Seandainya aku tahu ke mana Ken akan memboyongku setelah makan, aku enggak akan menghabiskan semua isi piring. Alih-alih mengajak nonton film, Ken mendudukanku di kafe yang rutin mengadakan open mic stand up comedy tiap Senin. Perutku kekenyangan, terus dikocok karena komika yang enggak berhenti melucu.

"Gue enggak sanggup berdiri, Bang," keluhku saat Ken mengajak pulang.

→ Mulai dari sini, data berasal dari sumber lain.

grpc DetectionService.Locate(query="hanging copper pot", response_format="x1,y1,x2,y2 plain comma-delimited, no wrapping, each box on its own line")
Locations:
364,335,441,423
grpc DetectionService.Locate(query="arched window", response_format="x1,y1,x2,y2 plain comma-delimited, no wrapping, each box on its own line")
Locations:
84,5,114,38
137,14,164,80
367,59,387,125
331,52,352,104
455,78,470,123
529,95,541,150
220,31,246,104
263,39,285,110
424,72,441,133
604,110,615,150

"Lo makan kebanyakan sih." Ken menarik lenganku hingga aku berdiri.

"Lo yang ngapain ngajak kencan di tempat open mic gini? Udah tahu gue makan banyak, perut gue sakit nih." Aku memegang perutku yang nyeri akibat kontraksi makanan dan lawakan.

"Masih kuat jalan ke parkiran?" Ken membantu berjalan pelan-pelan dengan menopang kedua lenganku. Sekarang kami lebih tampak nenek renta ditolong cucu ganteng baik hati di tengah gedung yang ramai.

"Enggak. Gue pulang naik taksi aja. Antar gue ke lobi ya."

"Gue aja yang antar. Lo tunggu di lobi, gue turun ambil mobil sebentar. Masih kuat kan? Apa gue bawa lo ke rumah sakit?"

Aku mendelik. "Gue itu kram perut karena makan kebanyakan dan ketawa berlebihan. Gue butuhnya istirahat. Bukan ke rumah sakit."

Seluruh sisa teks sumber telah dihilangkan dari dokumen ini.